Two rivals take DIFFERENT PATHS to the next generation of computing

Extending their 32-bit rivalry into the next generation of computing, Intel and AMD plan to release new 64-bit x86-compatible processors in 2001. Like the jump in processing power we saw when the PC platform evolved from the 16-bit 286 to the 32-bit 386 processor, the jump to 64 bits promises to take PC technology to new heights on the enterprise ladder. Although 64-bit processors won't make your Microsoft Excel spreadsheets recalculate faster or speed up most other desktop applications, the new processors will address the perpetual need for more processing power in computing's upper tiers. High-end graphics workstations and large database systems, such as Microsoft SQL Server and Oracle, will benefit most directly from the new processors. Dot-com stores and the increasing number of decision support and data warehousing applications are typically the driving forces behind massive database growth. Such applications will derive less benefit from increases in raw processor speed than they will from increased memory addressability. Database applications in particular are infamous for being RAM-hungry; the more memory those applications have, the better they perform.

Today's crop of 32-bit processors can natively address up to 4GB (232 bytes) of data. Windows 2000 Server reserves 2GB of a 32-bit processor's storage for its own use, leaving 2GB for applications. Enterprise Management Architecture (EMA), which Win2K Advanced Server and Win2K Datacenter Server support, provides two methods of extending the amount of RAM available for applications: 4GB RAM Tuning (4GT) and Physical Address Extension (PAE). 4GT adds the /3GB switch to the Advanced RISC Computing (ARC) path in the boot.ini file to let applications address as much as 3GB of RAM. PAE uses a window to map chunks of physical memory to an application's virtual address space and extend physical memory addressability to 8GB on Win2K AS and to 64GB on Datacenter. (For more information about Datacenter's EMA support, see Greg Todd, "Win2K Datacenter Server," page 49.)

The upcoming 64-bit processors will dramatically extend the amount of addressable physical memory available to high-end systems. Intel's and AMD's 64-bit processors will raise the bar to a staggering 16 exabytes (EB), or roughly 18 billion gigabytes (264 bytes)—more than enough headroom for even the most massive of today's applications.

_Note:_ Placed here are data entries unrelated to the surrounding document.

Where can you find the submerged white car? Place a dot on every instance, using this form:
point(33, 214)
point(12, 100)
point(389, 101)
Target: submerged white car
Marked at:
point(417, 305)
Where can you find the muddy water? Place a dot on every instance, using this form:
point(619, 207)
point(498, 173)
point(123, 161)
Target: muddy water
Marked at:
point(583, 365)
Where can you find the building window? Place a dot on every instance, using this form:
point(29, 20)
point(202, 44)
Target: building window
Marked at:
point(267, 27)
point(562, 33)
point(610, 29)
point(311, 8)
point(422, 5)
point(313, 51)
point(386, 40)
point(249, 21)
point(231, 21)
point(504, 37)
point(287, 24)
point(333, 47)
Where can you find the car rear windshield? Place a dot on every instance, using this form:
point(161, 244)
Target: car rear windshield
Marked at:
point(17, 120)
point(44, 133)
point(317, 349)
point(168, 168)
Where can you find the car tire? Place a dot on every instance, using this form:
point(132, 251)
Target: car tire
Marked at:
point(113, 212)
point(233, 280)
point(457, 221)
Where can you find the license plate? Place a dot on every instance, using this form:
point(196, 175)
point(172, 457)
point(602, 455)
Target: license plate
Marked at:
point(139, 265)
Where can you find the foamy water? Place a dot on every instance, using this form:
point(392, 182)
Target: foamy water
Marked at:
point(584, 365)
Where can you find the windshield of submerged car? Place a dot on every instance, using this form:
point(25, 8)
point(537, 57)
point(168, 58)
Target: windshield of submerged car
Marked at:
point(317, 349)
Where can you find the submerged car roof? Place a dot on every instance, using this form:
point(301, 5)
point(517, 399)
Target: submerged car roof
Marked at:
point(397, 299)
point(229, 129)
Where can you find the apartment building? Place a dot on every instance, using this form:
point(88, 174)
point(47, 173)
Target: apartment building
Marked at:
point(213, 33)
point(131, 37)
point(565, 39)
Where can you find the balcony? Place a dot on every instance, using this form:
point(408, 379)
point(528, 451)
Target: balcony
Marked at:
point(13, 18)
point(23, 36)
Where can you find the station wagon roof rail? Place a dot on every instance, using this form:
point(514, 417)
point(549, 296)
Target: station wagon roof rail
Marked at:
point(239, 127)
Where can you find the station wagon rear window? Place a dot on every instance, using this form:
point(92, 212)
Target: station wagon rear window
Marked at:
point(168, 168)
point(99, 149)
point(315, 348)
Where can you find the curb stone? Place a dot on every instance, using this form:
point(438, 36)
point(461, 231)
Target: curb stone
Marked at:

Sixty-four-bit processors actually have two important capabilities. In addition to being able to use 64 bits to define a memory address, these processors can manipulate 64 bits of data simultaneously. Because the ability to manipulate 64 bits of data at once is as much a function of the bus structure as the processor, significant advances in system bus technology go hand in hand with the move to 64-bit processing.

At the Crossroads
Although they share a clear goal, AMD and Intel have chosen quite different paths to the destination. In a move that might seem surprising, Intel plans to abandon its flagship x86 architecture in favor of the new and radically different IA-64 architecture that Intel codeveloped with Hewlett-Packard (HP). The IA-64 architecture introduces a different instruction set and is based on a much more sophisticated and complex design whose effectiveness ultimately depends on new compiler technology.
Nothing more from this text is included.